I still continue to fall into this trap; I have modular reusable utensils and pack my own lunch in a silicone bento box to try to cut down on my plastic production. I can give a multitude of unprompted tips to what anyone can do to reduce their plastic consumption and reduce their individual carbon footprint. 

Yet, when I worked in a grocery store this past summer, I was throwing out at least two 55-gallon trash bags worth of flowers and plastic a day. I couldn’t help but wonder: does that contribute to my pounds of created waste, or does it get distributed to everyone who bought flowers? I tried to rescue a multitude of plants and flowers past their arbitrary sell by date, not wanting them to go to waste. The amount of produce alone that went from shelf to dumpster was heartbreaking. With so much waste generated from just one store, how much waste must be generated from all the grocery stores in the DC area where I worked? 

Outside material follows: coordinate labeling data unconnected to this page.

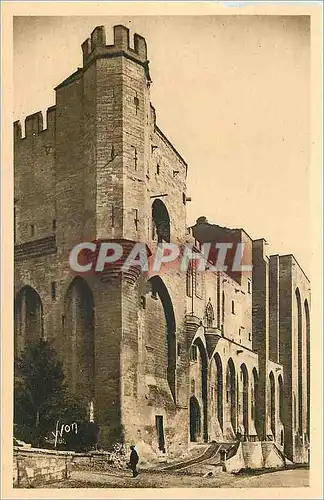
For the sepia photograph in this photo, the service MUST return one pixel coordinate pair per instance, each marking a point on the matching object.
(163, 248)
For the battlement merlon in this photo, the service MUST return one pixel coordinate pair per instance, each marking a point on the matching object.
(95, 46)
(34, 124)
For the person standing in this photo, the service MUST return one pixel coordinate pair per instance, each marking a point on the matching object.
(133, 460)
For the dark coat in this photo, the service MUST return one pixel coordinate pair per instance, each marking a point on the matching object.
(133, 458)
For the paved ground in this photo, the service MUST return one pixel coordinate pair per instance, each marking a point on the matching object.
(150, 479)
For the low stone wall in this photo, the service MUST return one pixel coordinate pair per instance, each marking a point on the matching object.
(255, 455)
(35, 466)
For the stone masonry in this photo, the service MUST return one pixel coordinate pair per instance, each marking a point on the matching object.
(166, 359)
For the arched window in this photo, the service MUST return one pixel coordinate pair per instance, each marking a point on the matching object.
(161, 221)
(219, 389)
(209, 313)
(307, 325)
(195, 419)
(223, 308)
(299, 341)
(231, 392)
(272, 404)
(79, 342)
(161, 292)
(28, 318)
(245, 396)
(281, 398)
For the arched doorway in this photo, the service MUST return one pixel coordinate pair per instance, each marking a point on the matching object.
(161, 222)
(245, 398)
(79, 341)
(219, 389)
(272, 407)
(159, 290)
(300, 351)
(307, 325)
(231, 393)
(281, 398)
(28, 316)
(195, 419)
(281, 407)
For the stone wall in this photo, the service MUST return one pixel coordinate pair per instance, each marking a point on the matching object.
(33, 466)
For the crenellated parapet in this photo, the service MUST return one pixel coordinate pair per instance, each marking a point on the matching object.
(34, 124)
(95, 46)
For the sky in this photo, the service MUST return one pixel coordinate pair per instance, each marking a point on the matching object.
(232, 93)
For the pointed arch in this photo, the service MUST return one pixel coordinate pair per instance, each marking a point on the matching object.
(272, 404)
(204, 373)
(28, 318)
(254, 398)
(231, 392)
(299, 341)
(245, 397)
(195, 419)
(79, 342)
(159, 290)
(281, 398)
(161, 221)
(307, 326)
(219, 389)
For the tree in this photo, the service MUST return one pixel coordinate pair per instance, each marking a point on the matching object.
(41, 394)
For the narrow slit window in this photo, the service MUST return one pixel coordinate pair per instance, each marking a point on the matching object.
(136, 219)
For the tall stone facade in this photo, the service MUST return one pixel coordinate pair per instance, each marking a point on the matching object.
(165, 359)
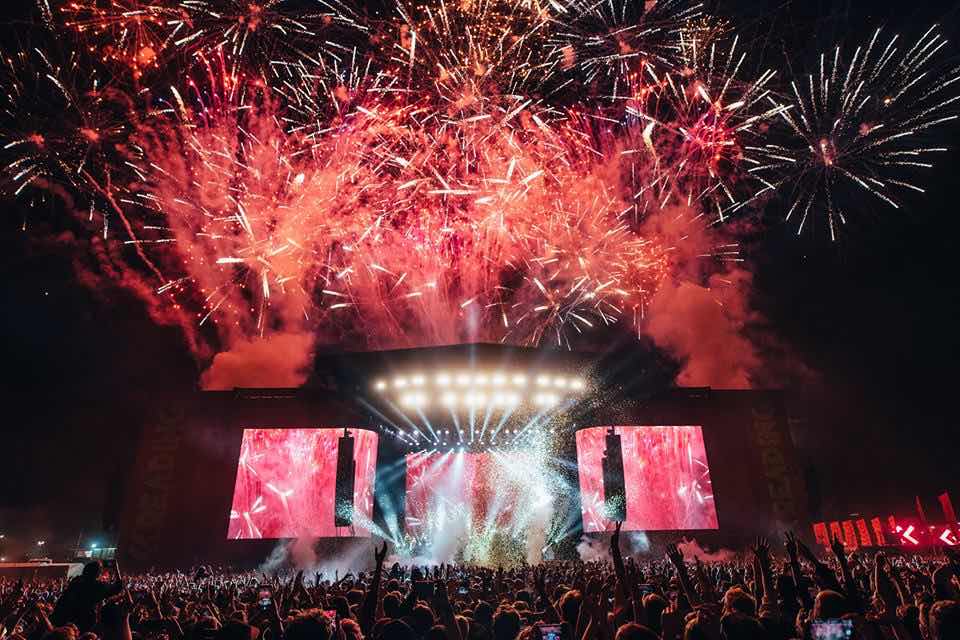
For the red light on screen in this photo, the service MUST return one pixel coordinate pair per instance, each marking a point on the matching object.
(666, 477)
(286, 483)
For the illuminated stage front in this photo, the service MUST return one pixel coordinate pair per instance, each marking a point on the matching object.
(521, 472)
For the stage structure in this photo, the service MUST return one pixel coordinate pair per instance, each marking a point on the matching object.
(478, 453)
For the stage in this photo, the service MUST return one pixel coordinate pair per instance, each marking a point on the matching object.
(476, 453)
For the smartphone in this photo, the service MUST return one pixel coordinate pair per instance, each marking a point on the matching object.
(265, 596)
(831, 629)
(423, 589)
(549, 631)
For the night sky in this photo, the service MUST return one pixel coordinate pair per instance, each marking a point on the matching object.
(873, 318)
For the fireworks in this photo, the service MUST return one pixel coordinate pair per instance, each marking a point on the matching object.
(129, 33)
(447, 172)
(858, 126)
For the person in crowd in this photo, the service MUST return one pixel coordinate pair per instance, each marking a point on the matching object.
(753, 596)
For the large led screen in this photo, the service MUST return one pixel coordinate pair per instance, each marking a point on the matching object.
(286, 483)
(666, 479)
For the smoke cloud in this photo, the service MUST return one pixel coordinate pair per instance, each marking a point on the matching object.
(703, 326)
(278, 360)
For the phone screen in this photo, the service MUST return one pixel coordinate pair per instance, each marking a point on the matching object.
(265, 597)
(423, 589)
(831, 629)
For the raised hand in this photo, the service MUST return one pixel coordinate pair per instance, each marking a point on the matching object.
(790, 544)
(836, 545)
(761, 549)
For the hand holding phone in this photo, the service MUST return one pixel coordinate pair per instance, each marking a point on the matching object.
(549, 631)
(265, 597)
(831, 629)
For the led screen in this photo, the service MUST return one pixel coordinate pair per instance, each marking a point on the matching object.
(666, 478)
(286, 482)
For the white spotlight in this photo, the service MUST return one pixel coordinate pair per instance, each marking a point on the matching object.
(414, 400)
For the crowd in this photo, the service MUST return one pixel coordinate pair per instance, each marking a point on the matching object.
(761, 595)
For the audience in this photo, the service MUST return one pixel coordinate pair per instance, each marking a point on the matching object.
(759, 596)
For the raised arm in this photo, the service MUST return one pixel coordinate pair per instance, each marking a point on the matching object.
(368, 611)
(676, 558)
(850, 588)
(800, 585)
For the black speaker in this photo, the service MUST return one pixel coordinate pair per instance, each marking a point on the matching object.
(614, 490)
(346, 471)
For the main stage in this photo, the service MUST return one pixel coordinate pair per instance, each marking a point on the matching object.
(476, 453)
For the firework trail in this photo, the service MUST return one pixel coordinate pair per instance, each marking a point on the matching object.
(858, 127)
(472, 171)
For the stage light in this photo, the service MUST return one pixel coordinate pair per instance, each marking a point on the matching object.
(546, 399)
(414, 400)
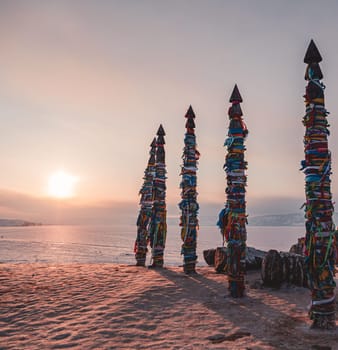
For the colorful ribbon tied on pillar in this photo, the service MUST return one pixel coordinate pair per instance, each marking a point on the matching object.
(146, 207)
(158, 224)
(233, 219)
(319, 239)
(188, 205)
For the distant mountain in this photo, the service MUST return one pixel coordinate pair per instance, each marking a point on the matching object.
(16, 222)
(281, 220)
(294, 219)
(277, 220)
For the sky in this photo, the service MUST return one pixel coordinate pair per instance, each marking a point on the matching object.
(85, 85)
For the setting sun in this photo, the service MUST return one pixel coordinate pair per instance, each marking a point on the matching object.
(61, 185)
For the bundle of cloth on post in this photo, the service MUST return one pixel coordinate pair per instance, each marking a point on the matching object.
(320, 245)
(233, 219)
(188, 204)
(158, 223)
(146, 207)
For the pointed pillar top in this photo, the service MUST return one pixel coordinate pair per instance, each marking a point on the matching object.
(235, 96)
(160, 131)
(153, 143)
(312, 54)
(190, 113)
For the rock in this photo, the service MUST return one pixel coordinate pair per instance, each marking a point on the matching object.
(218, 258)
(283, 267)
(272, 269)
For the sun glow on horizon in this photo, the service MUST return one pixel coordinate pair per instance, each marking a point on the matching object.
(62, 185)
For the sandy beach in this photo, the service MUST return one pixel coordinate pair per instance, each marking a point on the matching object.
(106, 306)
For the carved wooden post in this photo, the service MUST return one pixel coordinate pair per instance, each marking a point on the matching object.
(232, 219)
(158, 224)
(146, 203)
(319, 238)
(188, 204)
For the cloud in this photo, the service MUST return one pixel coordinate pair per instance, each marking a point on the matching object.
(14, 205)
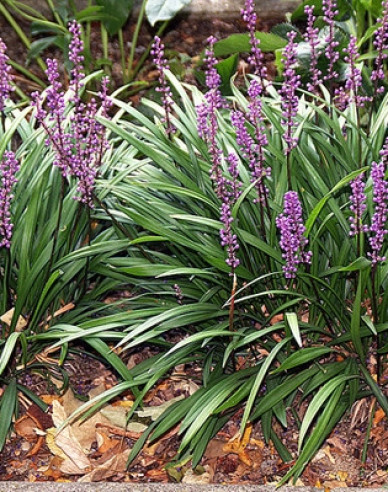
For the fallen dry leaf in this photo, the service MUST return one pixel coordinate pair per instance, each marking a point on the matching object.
(84, 431)
(75, 462)
(237, 445)
(193, 477)
(155, 412)
(108, 469)
(25, 427)
(379, 416)
(7, 319)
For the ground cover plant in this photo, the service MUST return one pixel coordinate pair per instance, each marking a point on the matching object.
(254, 224)
(109, 17)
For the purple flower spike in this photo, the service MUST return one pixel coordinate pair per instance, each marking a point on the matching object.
(378, 229)
(329, 13)
(287, 92)
(231, 194)
(292, 241)
(76, 48)
(9, 166)
(78, 147)
(311, 37)
(207, 123)
(358, 206)
(167, 98)
(381, 45)
(5, 76)
(256, 58)
(254, 154)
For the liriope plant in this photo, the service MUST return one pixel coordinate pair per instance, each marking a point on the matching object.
(268, 210)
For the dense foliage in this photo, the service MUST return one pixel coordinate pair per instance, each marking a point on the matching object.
(254, 224)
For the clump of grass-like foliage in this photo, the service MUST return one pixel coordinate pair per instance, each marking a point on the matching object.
(260, 224)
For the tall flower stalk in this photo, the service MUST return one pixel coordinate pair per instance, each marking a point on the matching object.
(289, 99)
(253, 152)
(6, 77)
(256, 58)
(381, 45)
(292, 241)
(79, 148)
(9, 166)
(330, 11)
(207, 117)
(161, 63)
(311, 37)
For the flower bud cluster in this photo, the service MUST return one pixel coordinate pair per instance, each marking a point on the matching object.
(289, 98)
(207, 123)
(378, 228)
(9, 166)
(253, 152)
(311, 37)
(358, 206)
(292, 241)
(230, 195)
(354, 80)
(78, 147)
(256, 58)
(381, 45)
(5, 76)
(161, 63)
(329, 12)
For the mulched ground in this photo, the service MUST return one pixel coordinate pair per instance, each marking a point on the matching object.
(29, 456)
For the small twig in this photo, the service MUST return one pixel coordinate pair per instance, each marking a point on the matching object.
(118, 431)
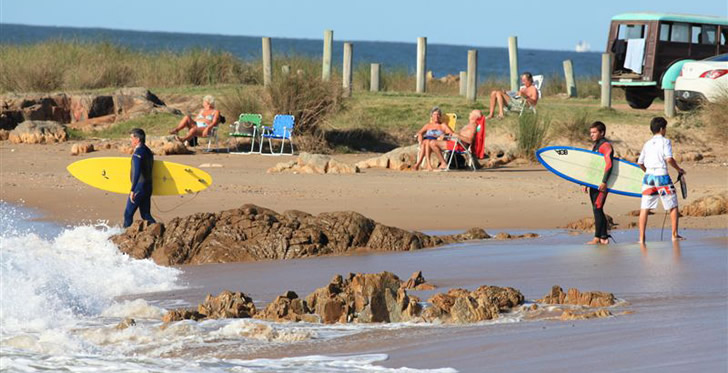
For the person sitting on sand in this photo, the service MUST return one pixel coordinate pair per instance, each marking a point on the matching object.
(204, 122)
(466, 137)
(656, 154)
(527, 93)
(433, 130)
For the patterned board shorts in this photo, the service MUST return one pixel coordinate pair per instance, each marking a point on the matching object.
(654, 187)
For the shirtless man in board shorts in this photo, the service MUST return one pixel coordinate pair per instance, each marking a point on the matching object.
(466, 137)
(655, 156)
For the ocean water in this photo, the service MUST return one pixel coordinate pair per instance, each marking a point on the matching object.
(64, 289)
(442, 59)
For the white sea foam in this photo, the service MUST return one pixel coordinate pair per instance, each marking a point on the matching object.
(47, 283)
(58, 312)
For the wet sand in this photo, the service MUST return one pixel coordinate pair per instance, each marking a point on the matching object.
(676, 296)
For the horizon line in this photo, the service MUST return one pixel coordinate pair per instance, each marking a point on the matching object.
(282, 37)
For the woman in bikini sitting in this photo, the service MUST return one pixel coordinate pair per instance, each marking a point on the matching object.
(203, 123)
(432, 131)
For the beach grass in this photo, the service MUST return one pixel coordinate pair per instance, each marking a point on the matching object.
(392, 114)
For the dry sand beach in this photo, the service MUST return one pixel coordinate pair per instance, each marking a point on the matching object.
(669, 315)
(241, 278)
(518, 196)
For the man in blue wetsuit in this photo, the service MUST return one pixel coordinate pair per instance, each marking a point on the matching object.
(140, 196)
(599, 196)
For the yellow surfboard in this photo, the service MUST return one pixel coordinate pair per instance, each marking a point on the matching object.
(112, 174)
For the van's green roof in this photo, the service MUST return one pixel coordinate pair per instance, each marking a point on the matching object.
(689, 18)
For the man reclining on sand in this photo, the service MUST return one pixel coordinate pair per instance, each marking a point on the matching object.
(432, 131)
(466, 137)
(527, 93)
(204, 122)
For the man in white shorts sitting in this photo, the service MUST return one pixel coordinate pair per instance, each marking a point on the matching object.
(655, 156)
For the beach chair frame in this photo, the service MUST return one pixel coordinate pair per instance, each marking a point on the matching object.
(282, 129)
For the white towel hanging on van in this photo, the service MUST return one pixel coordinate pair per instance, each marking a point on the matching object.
(633, 60)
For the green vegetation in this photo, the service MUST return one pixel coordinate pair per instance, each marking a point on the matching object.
(532, 130)
(575, 128)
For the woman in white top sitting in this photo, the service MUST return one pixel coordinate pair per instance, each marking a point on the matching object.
(203, 123)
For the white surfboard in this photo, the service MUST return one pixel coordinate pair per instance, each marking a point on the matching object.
(586, 167)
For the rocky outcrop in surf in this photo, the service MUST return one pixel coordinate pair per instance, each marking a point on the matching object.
(253, 233)
(575, 297)
(383, 298)
(460, 306)
(362, 298)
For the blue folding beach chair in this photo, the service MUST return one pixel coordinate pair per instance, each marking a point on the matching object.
(282, 130)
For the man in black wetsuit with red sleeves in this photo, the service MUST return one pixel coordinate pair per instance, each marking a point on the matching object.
(599, 196)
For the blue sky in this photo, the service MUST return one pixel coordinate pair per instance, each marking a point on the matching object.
(538, 24)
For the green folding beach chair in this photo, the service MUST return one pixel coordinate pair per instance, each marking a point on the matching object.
(247, 125)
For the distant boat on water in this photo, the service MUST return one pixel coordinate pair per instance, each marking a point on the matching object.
(582, 46)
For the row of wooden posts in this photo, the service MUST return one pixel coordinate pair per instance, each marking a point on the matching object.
(468, 79)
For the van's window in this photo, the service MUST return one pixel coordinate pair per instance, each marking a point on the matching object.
(631, 32)
(696, 33)
(664, 31)
(709, 33)
(718, 58)
(680, 33)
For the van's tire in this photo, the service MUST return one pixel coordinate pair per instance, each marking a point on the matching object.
(639, 98)
(685, 105)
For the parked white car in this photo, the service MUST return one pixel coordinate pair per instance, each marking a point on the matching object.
(703, 80)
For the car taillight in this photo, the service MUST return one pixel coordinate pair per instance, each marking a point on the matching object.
(714, 74)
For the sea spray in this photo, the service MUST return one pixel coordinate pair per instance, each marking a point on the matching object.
(58, 312)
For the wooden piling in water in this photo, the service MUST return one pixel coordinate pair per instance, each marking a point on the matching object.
(569, 77)
(421, 64)
(513, 61)
(326, 65)
(463, 83)
(472, 90)
(606, 80)
(374, 78)
(267, 62)
(348, 54)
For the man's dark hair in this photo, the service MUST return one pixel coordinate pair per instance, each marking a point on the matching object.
(601, 127)
(139, 134)
(657, 124)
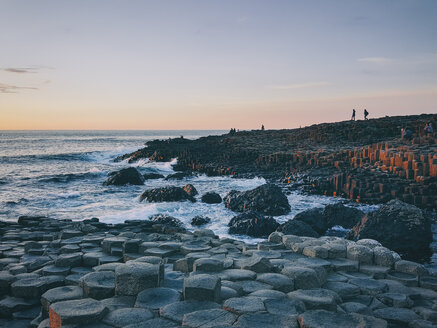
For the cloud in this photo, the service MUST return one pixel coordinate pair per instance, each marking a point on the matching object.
(8, 88)
(375, 60)
(298, 85)
(24, 70)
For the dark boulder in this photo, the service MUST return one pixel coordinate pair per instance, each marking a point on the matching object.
(166, 220)
(190, 190)
(396, 225)
(252, 224)
(211, 198)
(314, 218)
(322, 219)
(268, 199)
(178, 176)
(200, 220)
(125, 176)
(338, 214)
(166, 194)
(150, 176)
(298, 228)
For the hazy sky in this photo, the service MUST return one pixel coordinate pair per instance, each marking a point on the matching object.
(213, 64)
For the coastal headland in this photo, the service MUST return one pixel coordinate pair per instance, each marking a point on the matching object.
(365, 161)
(155, 272)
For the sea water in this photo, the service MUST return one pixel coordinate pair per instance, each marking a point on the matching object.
(60, 174)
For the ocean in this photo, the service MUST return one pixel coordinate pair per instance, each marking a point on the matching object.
(60, 174)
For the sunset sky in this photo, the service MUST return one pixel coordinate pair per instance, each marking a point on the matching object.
(210, 64)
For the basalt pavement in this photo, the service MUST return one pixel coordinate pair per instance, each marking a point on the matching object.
(58, 273)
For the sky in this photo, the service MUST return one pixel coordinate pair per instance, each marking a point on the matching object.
(207, 64)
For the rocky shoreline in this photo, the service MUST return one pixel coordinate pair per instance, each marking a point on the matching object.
(365, 161)
(153, 273)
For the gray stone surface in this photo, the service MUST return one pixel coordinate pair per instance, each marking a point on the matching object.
(202, 287)
(131, 278)
(156, 298)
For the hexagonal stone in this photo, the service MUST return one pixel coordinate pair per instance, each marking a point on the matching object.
(396, 316)
(156, 298)
(133, 277)
(35, 287)
(344, 290)
(410, 267)
(237, 274)
(154, 323)
(9, 305)
(76, 312)
(266, 320)
(304, 278)
(207, 265)
(317, 298)
(323, 318)
(250, 286)
(277, 281)
(58, 294)
(98, 285)
(370, 286)
(268, 294)
(202, 287)
(119, 302)
(284, 306)
(176, 311)
(241, 305)
(208, 318)
(257, 264)
(69, 260)
(124, 317)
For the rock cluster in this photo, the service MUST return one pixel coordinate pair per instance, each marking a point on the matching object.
(54, 273)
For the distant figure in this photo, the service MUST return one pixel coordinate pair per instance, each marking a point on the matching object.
(429, 129)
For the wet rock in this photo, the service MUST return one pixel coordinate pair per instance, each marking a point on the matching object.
(200, 220)
(252, 224)
(176, 311)
(317, 298)
(323, 318)
(123, 317)
(190, 190)
(166, 194)
(211, 198)
(133, 277)
(76, 312)
(59, 294)
(156, 298)
(241, 305)
(397, 316)
(98, 285)
(202, 287)
(268, 199)
(396, 225)
(297, 228)
(125, 176)
(152, 176)
(266, 320)
(208, 318)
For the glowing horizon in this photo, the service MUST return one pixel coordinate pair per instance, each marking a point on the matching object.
(194, 65)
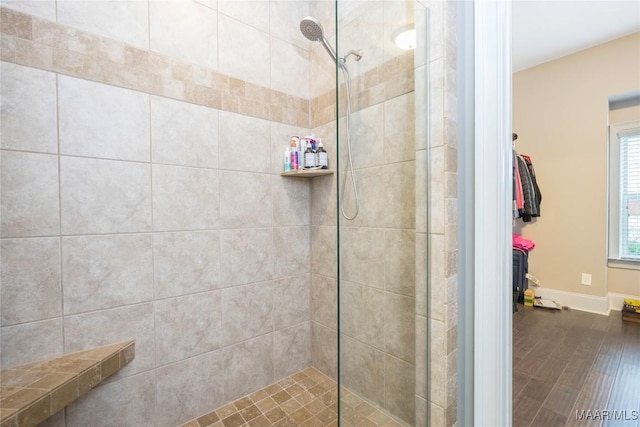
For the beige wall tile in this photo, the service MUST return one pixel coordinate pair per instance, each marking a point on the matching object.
(246, 256)
(365, 31)
(324, 349)
(399, 390)
(323, 241)
(28, 109)
(99, 120)
(367, 138)
(247, 367)
(362, 369)
(247, 312)
(400, 262)
(290, 201)
(324, 301)
(362, 314)
(287, 61)
(31, 288)
(399, 326)
(30, 342)
(104, 196)
(186, 262)
(436, 107)
(437, 373)
(291, 247)
(291, 349)
(291, 300)
(183, 134)
(197, 383)
(132, 398)
(437, 277)
(361, 253)
(245, 200)
(29, 184)
(243, 51)
(125, 21)
(133, 322)
(324, 200)
(187, 326)
(399, 129)
(106, 271)
(185, 198)
(184, 30)
(437, 190)
(399, 206)
(253, 13)
(244, 143)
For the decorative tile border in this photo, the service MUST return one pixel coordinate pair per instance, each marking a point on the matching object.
(30, 394)
(34, 42)
(393, 78)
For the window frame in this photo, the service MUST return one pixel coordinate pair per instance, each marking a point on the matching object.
(614, 256)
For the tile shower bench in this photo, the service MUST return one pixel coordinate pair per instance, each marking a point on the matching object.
(31, 393)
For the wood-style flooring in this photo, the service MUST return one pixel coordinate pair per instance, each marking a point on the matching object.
(572, 368)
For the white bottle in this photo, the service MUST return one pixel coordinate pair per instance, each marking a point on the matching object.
(287, 160)
(309, 157)
(323, 157)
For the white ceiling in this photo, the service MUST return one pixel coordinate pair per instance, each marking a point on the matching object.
(544, 30)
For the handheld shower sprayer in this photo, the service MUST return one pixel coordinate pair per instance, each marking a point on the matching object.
(312, 29)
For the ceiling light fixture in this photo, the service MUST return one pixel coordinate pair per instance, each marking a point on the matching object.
(406, 39)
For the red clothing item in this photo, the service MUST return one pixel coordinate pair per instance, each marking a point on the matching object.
(520, 242)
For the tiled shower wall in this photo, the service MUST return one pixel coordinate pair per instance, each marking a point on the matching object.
(391, 251)
(141, 146)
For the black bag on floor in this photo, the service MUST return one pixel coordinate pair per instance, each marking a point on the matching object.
(520, 268)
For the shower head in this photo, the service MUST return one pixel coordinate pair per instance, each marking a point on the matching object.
(312, 29)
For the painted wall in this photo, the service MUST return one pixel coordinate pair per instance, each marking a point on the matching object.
(141, 198)
(560, 112)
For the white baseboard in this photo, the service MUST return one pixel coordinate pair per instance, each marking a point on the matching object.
(615, 300)
(583, 302)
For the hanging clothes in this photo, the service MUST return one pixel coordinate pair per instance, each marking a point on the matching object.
(527, 195)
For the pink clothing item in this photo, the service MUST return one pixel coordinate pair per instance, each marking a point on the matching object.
(522, 243)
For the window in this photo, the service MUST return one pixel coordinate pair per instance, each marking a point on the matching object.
(624, 192)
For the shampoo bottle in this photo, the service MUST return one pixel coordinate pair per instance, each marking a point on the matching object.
(309, 157)
(287, 160)
(323, 158)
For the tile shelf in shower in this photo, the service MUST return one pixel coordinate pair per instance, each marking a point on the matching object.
(29, 394)
(308, 173)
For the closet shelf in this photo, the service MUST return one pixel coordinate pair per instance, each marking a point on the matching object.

I’ve considered a switch to full veganism, after being a lifelong vegetarian. Regardless of my decision that switch would ultimately do very little. My lifestyle change will not stop the damage of the dairy industry, and my conversion of others to vegetarianism has not stopped profits in the meat industry from continuing to rise. While I may one day make the change in good faith, without larger advocacy and targeted action for causes I care about my change will be meaningless. 

With increasing corporate consolidation, a comprehensive and effective boycott seems nearly impossible. Consumers speaking with their money has become a neoliberal fallacy. The only way we will see change in our national trends of consumption is if we pressure corporations to make a change, and pressure lawmakers to enact meaningful legislation that rewards environmental consciousness.